Saturday, Hurricane Irma hit Cuba and then deflected towards Florida. Located about 225 miles south of Miami, its maximum sustained winds decreased to 130 mph though the National Hurricane Center (NHC) had forecasted its strengthening post leaving Cuba and as it approaches Florida. While it is expected to hit the Florida Keys, southwest Florida and Tampa on Sunday, its effect can reverberate through the entire state. Saturday, Hurricane Center spokesman and meteorologist Dennis Feltgen made a statement that despite skipping the core of Irma, Miami would get life-threatening hurricane conditions. Refuting previous reports stating the storm to hit southern Florida, forecasters now speak of the damaging winds going towards the southern part of the state encompassing Key Biscayne, Coral Gables and South Miami. The latest predictions forecast it moving through Florida's Gulf Coast by Monday.
The storm might hit the Keys on Sunday morning and reach the state's southwest coast by noon. Florida Gov. Rick Scott has asked residents in western Florida to evacuate by 12 pm ET Saturday. Otherwise, they would have to be responsible for their lives. Many residents decided to remain in their homes and ride out the storm. Following the footsteps of Irma in the Caribbean is Hurricane Jose with Category 5 strength thereby increasing the threat of further damage to already devastated small Caribbean islands.
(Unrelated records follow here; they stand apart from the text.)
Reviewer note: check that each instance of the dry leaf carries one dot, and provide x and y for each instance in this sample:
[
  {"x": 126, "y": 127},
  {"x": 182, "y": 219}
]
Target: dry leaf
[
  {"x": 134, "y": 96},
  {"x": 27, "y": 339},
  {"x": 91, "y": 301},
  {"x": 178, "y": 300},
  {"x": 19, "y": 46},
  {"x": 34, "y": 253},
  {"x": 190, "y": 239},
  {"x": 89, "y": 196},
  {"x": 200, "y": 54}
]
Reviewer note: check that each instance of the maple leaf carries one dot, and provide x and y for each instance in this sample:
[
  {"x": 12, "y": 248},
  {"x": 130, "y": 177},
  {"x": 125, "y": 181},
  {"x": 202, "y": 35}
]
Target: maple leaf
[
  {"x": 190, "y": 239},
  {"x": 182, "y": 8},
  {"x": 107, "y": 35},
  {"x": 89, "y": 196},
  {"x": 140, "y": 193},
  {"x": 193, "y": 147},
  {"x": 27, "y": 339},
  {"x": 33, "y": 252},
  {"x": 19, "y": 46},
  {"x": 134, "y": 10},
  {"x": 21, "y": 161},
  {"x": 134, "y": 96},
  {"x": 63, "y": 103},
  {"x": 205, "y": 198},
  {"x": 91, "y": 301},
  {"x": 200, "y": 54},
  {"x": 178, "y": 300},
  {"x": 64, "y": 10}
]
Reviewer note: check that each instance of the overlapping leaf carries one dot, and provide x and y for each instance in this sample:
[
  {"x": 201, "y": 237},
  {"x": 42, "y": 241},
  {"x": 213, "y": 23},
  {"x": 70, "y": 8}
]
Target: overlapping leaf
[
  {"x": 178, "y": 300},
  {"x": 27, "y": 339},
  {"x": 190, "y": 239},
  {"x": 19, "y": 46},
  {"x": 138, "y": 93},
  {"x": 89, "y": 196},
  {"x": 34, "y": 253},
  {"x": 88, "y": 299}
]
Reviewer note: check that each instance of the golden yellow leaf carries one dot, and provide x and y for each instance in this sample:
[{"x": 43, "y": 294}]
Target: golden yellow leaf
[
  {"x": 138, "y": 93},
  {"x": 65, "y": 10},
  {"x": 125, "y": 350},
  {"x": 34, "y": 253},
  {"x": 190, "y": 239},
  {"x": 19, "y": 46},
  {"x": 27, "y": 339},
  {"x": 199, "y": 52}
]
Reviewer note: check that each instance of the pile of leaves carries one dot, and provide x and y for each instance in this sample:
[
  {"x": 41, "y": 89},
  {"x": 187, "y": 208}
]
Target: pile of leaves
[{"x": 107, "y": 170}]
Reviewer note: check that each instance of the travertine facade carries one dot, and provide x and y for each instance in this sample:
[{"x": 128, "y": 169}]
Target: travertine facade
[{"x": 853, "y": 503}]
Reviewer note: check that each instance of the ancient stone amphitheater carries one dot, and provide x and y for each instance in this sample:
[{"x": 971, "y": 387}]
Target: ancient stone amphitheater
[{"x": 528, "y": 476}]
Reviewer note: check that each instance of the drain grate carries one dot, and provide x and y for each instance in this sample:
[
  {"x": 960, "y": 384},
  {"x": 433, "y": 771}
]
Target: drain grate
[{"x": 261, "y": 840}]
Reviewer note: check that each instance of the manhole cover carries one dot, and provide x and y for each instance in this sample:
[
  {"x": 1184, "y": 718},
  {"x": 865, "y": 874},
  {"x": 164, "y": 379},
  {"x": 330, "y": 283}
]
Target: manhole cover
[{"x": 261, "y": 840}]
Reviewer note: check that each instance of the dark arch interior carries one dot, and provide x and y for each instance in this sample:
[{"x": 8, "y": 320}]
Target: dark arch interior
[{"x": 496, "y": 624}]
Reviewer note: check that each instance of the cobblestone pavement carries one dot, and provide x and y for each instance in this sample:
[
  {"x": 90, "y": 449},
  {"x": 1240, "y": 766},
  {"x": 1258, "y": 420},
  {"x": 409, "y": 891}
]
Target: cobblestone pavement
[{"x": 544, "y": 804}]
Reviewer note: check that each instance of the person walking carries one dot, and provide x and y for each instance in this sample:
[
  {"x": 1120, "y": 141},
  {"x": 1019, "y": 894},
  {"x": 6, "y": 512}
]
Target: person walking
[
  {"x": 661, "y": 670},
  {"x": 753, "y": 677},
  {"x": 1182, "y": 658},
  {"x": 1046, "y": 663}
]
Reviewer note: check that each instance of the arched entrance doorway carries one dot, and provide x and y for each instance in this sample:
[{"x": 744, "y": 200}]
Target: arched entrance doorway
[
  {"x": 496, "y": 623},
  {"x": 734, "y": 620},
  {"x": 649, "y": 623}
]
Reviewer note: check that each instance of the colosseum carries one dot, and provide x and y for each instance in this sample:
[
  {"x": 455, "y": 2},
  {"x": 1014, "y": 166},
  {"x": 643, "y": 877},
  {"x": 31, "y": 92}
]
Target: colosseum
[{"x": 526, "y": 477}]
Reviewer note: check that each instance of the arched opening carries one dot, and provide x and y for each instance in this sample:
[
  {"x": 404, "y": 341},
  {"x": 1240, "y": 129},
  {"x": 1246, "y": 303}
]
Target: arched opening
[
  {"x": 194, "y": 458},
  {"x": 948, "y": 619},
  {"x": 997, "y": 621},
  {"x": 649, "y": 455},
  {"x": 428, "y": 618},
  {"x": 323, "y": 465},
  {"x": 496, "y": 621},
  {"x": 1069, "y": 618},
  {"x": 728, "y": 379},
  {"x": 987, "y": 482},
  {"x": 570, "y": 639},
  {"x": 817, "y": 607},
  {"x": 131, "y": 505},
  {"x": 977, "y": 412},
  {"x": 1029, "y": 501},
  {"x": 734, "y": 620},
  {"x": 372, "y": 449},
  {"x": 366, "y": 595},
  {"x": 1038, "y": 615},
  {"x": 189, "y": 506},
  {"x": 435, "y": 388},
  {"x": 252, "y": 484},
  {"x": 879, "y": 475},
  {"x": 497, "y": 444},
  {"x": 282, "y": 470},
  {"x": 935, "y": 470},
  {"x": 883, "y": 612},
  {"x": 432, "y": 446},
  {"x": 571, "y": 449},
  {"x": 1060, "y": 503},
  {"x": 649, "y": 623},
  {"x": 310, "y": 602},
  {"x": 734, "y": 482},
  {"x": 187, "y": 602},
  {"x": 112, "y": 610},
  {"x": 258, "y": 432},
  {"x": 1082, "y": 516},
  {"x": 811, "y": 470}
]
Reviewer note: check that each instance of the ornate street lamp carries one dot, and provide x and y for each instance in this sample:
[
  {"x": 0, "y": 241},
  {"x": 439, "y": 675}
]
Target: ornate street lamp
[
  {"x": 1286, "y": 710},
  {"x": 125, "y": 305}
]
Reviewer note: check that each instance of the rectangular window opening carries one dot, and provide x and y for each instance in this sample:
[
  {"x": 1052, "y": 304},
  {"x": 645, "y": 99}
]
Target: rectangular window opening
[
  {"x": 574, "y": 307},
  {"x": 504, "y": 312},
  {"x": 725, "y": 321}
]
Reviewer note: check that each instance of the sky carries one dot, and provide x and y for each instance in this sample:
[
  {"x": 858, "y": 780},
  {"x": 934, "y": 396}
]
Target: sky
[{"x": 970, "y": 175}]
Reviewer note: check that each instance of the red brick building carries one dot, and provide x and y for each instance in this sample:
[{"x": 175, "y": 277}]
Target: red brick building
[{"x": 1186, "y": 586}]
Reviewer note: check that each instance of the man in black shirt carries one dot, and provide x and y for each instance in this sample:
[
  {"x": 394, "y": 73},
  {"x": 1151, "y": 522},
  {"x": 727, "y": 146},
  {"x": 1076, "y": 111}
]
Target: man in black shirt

Meanwhile on late Friday, Hurricane Katia north of Tecolutla, Mexico but later weakened to a mere tropical storm with speed of 45 mph. Irma had Category 5 strength late Friday but reduced to Category 4 hurricane while heading towards Cuba. As Hurricane Jose raged through St. Maarten, Dutch marines dropped flyers via a helicopter to warn stuck residents of St. Maarten to move to shelters. The tourist resort areas of the island nation's northern coast of Cuba suffered under Irma.
The storm surge warnings for Florida's west coast have been extended by the hurricane advisory center to northward from Anclote River to Chassahowitzka. A storm watch has been activated for north of Fernandina Beach to Altamaha Sound till later Saturday and extending to portions of the coasts of Georgia and South Carolina as well as Florida Gulf Coast. The epicenter of the storm will reach the north coast of Cuba on Saturday and Florida Keys on Sunday morning. By Sunday afternoon, it would reach near the southwest coast of Florida. The storm lost its strength slightly as it hit Cuba's terrain but it may strengthen while reaching the southwest coast of Florida Sunday afternoon.
Simultaneously, the Environmental Protection Agency's with over a dozen staff is working to help secure some of the nation's most contaminated toxic waste sites from Hurricane Irma in Florida. The Florida keys might receive about 10 to 20 inches of rain while southern Florida might be hit by a few isolated tornadoes during the weekend.
After surveying six of the 54 Superfund sites in Florida before Irma arrived, The Associated Press's journalists found minor issues. There were three unsecured, steel drums with contaminated water and soil lying in a grassy field.